Photo credit: Jaguar design team. Ian Callum centre.
Way back in 1968, a precocious 14-year-old Scottish schoolboy wrote to Jaguar hoping to land a job as a car designer. He enclosed some of his drawings, the latest in a long line of the car sketches he had been enthusiastically penning since the age of eight. He received a gracious reply from the company vice-chairman, which he still treasures.
So where is he now, young Master I.S Callum from Dumfries? Better known these days as Ian Callum, he is now Jaguar’s design director, responsible for the much-admired current style of the company’s car range, including the latest XE. Design talent obviously runs in the family, as his younger brother Moray Callum is also an automotive design director, working at Ford in North America.

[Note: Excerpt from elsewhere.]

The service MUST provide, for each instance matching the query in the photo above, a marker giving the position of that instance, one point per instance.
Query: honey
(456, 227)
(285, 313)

I caught up with Ian Callum in London this week, and quizzed him about the direction of Jaguar design, and his views on future trends in car design generally. Although now a very senior motor industry figure, he still fizzes with the same kind of enthusiasm that distinguished him as an eager teenager in the late ‘60s, desperate to start a career with his favourite car maker.
I was longing to know whether there will ever be another Jaguar like the iconic E-Type of the 1960s and ‘70s? It seems that today’s tough safety and emissions regulations for cars pose difficulties.

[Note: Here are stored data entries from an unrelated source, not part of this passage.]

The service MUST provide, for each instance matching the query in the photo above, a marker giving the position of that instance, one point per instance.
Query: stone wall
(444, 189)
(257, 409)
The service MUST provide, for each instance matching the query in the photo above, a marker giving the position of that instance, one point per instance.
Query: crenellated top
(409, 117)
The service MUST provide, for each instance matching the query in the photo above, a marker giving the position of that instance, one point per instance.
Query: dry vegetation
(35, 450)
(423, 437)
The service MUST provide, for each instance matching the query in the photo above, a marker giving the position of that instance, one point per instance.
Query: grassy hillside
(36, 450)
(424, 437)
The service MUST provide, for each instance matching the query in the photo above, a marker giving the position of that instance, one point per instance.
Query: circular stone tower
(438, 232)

“Given the current set of constraints, it is unlikely,” says Callum. “But in the future, with electric cars? Maybe.”
So what’s coming next for the look of yet-to-be-seen new Jaguars?
“I can’t tell you,” he apologised, “but I can say that there is going to be a slight change of direction coming up, moving away into something of a new generation for Jaguar. We will also have a more eclectic mix of cars.” It is an open secret that Jaguar has an SUV in the pipeline, taller and more rugged than any of its current cars. “Whatever happens, Jaguar will always be a luxury and performance brand,” he promises.
Any clues about what we might see in the years ahead?
“Touchscreens will become the norm, and separation between the passenger’s view and the driver’s view will become the norm too. Voice control will become almost the standard thing for cars. And of course we’re all working on autonomous cars.”
Which car is he most proud of having been responsible for in his career?
The response is instant. “The F-Type,” he says, and who could disagree with that.
So what does Jaguar’s design chief rate as the most beautiful car ever made?
“The 250 Short Wheelbase Ferrari by Scaglietti,” says Callum.
And the least beautiful?
Another Italian one, perhaps surprisingly. “The Alfa Romeo SZ by Zagato , that’s an ugly looking car.”